Seit Tagen befindet sich der Bundestrainer im Kreuzfeuer der Kritik: Daher erklärte Joachim Löw heute ausnahmsweise im Rahmen einer DFB-Pressekonferenz, wie aus seiner Sicht das Gespräch mit Boateng, Hummels und Müller gelaufen ist – welche Spielidee er für die Zukunft hat – und was er sich von seinen jungen, neuen Spielern erwartet

Löw zum überraschenden Ende von Boateng, Hummels und Müller im deutschen Nationalteam 

Solche Entscheidungen trifft man nicht von heute auf morgen. Es ist ein Prozess. Diese Spieler haben Einmaliges geleistet im letzten Jahrzehnt. Es war die erfolgreichste Dekade im deutschen Fußball. Es ist mir sehr schwer gefallen. Aber wir müssen Entscheidungen für die Zukunft treffen. Wir haben vor zwei Wochen beschlossen, mit einem neuen Spielsystem in die Qualifikation zu gehen. Dass es damit Veränderungen geben wird, war klar.

Seine Sicht der Dinge zur viel kritisierten Art des Gesprächs

Ich finde es befremdlich, dass Manche (Anm. die Medien, die Öffentlichkeit) darüber so urteilen. Der Faktor Zeit ist für mich kein Indikator für Qualität. Über allem stand die persönliche Nachricht. Sie sollten es von mir persönlich erfahren. Alle sind mir nicht nur als Fußballer, sondern auch als Mensch extrem wichtig. 

Hatte Löw inzwischen noch einmal Kontakt zu seinen langjährigen Führungsspielern?

Ich habe mit den Spielern in den letzten Tagen nochmal telefoniert. Die Spieler haben mir zum Ausdruck gebracht, dass sie mir grundsätzlich noch zur Verfügung stehen würden.

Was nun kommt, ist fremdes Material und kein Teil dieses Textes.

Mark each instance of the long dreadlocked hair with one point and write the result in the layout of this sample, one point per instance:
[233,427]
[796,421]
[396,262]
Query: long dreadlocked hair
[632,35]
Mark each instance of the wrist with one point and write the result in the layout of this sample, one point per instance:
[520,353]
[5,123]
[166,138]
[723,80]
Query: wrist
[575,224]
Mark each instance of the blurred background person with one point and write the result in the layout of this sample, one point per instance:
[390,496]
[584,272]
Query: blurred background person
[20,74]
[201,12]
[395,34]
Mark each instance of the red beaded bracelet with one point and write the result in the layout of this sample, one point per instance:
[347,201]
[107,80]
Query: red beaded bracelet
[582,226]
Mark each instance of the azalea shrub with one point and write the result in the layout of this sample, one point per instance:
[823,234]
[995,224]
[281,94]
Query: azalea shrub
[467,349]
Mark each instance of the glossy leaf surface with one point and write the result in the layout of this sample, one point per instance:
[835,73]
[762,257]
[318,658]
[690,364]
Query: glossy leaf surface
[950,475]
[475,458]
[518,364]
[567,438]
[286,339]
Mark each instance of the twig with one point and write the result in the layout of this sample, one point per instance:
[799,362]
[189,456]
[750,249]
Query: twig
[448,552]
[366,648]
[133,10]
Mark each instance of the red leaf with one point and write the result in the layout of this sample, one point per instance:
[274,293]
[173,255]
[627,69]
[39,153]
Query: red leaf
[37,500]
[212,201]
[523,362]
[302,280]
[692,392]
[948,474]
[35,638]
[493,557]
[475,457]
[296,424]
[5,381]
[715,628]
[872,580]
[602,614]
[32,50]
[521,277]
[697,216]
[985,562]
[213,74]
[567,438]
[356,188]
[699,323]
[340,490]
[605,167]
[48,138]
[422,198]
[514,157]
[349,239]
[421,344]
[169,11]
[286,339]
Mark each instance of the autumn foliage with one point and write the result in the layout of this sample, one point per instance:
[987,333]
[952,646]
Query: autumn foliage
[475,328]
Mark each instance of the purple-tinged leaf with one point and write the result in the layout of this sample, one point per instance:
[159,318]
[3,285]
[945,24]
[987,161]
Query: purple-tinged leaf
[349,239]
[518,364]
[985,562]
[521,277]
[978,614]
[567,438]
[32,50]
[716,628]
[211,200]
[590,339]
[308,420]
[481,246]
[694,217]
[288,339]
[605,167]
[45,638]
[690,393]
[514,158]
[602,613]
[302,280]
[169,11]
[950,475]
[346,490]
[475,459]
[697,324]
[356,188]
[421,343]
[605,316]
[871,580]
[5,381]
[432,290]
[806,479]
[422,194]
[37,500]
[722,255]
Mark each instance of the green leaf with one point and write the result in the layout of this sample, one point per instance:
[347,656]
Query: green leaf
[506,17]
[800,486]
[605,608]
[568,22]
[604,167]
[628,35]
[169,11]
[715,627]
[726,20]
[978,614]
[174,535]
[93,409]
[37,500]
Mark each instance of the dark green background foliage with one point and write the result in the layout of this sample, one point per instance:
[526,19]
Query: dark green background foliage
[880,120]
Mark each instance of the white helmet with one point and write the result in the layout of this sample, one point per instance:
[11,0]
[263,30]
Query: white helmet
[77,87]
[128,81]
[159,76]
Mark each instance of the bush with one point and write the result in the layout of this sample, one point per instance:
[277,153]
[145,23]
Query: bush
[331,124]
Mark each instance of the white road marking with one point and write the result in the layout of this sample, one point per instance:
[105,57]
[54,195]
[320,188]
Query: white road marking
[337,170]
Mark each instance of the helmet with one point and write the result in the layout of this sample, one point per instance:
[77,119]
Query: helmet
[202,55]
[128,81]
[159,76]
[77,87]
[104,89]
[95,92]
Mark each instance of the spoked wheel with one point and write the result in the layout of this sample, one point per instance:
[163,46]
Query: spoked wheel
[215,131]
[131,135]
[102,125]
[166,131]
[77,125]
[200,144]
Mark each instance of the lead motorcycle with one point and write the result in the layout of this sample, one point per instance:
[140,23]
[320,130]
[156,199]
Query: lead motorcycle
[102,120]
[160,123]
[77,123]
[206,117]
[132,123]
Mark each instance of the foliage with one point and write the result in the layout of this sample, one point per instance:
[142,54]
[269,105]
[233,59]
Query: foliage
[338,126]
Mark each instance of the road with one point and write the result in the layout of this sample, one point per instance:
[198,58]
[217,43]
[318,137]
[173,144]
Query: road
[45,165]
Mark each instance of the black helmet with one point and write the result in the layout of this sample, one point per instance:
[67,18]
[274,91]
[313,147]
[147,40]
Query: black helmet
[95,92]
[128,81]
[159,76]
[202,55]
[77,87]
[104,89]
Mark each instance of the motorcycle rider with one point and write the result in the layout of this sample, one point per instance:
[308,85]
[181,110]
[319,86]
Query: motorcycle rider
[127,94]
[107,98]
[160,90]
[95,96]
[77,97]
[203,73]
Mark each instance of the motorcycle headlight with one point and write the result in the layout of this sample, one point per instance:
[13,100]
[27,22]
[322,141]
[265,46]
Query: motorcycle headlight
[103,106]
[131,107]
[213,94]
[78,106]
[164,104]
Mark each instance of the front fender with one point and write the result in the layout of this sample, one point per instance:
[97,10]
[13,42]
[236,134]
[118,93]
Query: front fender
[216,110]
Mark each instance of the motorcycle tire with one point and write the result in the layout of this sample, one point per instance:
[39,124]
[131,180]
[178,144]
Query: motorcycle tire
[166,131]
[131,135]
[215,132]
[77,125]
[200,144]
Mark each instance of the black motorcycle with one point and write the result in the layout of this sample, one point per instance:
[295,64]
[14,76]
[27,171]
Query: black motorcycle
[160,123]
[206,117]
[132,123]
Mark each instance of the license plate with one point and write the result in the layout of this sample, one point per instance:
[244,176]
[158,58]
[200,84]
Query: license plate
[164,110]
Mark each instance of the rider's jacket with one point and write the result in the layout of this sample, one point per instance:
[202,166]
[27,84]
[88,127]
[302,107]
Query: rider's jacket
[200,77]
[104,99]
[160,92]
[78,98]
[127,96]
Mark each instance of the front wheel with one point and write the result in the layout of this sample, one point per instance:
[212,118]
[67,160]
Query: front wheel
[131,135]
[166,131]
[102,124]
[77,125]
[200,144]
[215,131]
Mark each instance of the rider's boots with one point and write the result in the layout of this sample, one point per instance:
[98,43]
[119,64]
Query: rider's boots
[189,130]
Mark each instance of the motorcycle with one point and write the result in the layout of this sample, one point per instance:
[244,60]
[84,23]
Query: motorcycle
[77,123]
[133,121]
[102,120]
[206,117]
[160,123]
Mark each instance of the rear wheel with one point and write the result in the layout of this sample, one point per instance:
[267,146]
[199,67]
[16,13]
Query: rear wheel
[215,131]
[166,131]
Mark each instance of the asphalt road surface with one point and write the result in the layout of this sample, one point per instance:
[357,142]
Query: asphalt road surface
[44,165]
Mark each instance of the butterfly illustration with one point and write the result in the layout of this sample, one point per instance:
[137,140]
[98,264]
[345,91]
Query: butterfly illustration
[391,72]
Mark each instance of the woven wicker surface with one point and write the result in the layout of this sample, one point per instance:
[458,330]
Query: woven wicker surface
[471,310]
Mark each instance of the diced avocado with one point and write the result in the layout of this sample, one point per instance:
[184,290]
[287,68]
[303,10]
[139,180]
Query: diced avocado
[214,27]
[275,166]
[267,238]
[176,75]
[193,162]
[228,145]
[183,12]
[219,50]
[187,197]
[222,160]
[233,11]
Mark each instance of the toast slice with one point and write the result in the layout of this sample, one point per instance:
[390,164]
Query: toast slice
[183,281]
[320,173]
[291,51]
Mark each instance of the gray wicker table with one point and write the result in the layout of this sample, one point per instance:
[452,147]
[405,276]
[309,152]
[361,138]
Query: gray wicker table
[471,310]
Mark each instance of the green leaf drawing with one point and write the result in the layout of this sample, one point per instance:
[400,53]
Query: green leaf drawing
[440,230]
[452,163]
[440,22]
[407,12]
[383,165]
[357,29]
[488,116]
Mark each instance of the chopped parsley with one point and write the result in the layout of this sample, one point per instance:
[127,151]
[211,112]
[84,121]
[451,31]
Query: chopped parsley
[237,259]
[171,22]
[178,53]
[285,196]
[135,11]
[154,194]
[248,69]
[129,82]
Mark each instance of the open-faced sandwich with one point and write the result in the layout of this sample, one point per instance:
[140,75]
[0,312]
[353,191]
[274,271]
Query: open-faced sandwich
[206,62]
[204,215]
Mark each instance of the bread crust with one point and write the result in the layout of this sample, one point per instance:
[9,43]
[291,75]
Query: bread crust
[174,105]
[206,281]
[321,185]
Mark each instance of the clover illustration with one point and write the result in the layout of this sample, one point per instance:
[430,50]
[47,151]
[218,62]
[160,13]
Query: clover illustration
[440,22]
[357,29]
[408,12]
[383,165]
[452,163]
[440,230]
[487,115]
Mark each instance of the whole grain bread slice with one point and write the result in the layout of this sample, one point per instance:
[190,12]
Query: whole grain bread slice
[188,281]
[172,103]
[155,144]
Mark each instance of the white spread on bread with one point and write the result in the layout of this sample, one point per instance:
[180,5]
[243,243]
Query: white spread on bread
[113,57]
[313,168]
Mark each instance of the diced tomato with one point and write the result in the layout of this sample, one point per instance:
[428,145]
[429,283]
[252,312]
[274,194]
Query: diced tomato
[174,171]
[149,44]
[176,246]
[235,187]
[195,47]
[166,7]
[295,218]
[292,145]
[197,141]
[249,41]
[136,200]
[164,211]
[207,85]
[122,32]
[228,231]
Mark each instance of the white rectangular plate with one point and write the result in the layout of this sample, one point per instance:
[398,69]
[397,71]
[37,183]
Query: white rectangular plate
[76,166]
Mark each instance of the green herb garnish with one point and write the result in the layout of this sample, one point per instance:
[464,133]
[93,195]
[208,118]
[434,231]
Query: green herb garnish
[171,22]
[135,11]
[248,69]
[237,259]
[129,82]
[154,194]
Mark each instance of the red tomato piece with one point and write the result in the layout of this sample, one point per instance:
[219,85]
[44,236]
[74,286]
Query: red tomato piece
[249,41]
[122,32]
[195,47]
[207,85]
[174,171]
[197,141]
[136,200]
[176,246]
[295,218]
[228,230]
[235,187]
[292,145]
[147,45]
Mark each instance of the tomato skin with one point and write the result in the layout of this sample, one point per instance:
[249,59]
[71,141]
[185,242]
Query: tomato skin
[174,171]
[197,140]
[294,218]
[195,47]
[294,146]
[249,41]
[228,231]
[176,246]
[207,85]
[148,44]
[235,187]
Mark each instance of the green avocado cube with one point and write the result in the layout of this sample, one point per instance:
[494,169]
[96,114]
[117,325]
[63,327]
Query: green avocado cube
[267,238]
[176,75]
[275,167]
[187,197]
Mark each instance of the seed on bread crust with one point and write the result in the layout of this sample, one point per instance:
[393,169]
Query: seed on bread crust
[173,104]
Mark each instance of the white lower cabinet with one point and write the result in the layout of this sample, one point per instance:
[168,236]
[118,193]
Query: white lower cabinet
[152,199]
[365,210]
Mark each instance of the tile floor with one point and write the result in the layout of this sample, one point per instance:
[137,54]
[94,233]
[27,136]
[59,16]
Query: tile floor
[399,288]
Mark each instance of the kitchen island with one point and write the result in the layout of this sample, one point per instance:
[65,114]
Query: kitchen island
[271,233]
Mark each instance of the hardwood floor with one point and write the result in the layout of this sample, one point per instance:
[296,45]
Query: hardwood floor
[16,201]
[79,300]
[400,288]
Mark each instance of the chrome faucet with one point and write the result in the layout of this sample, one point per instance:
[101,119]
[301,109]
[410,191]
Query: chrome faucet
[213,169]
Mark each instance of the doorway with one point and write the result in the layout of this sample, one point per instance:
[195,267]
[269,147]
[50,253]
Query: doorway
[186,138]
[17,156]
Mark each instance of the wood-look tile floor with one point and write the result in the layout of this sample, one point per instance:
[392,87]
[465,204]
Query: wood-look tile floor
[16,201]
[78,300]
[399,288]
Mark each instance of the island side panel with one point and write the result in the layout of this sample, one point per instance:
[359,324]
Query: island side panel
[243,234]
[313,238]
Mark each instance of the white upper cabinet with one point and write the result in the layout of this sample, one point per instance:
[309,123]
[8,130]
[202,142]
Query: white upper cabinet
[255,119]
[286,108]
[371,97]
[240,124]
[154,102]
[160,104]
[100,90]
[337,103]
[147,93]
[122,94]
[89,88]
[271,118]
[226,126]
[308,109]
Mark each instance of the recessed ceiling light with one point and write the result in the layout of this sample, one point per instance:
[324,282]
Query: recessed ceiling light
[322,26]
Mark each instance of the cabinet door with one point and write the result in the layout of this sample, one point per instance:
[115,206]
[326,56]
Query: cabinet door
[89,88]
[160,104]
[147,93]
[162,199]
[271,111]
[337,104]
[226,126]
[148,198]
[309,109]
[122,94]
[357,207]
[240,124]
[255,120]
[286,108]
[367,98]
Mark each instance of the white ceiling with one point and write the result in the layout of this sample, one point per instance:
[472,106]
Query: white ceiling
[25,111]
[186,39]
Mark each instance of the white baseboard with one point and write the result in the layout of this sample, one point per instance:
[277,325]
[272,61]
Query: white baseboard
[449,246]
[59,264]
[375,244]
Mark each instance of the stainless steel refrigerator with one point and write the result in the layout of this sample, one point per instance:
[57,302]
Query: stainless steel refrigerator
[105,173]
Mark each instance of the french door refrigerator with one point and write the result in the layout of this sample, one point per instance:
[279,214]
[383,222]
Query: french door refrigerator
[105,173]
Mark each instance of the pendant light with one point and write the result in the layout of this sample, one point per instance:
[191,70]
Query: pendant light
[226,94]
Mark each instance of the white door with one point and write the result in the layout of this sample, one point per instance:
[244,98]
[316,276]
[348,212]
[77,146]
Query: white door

Die Spieler sind auch nicht aus der Nationalmannschaft verbannt. Ich plane nur Quali und EM ohne sie. 

Haben ihm die heftigen Social Media Reaktionen seiner Ex-Spieler zu schaffen gemacht?

Mit mir persönlich hat das nichts gemacht. Grundsätzlich gibt es keine Dinge die zwischen uns stehen oder unser Verhältnis belasten.

Wie nimmt der Bundestrainer die ständige Unzufriedenheit der Öffentlichkeit gegenüber seiner Arbeit wahr?

Es ist mir nicht wichtig, was die Medien oder die Öffentlichkeit von mir erwarten. 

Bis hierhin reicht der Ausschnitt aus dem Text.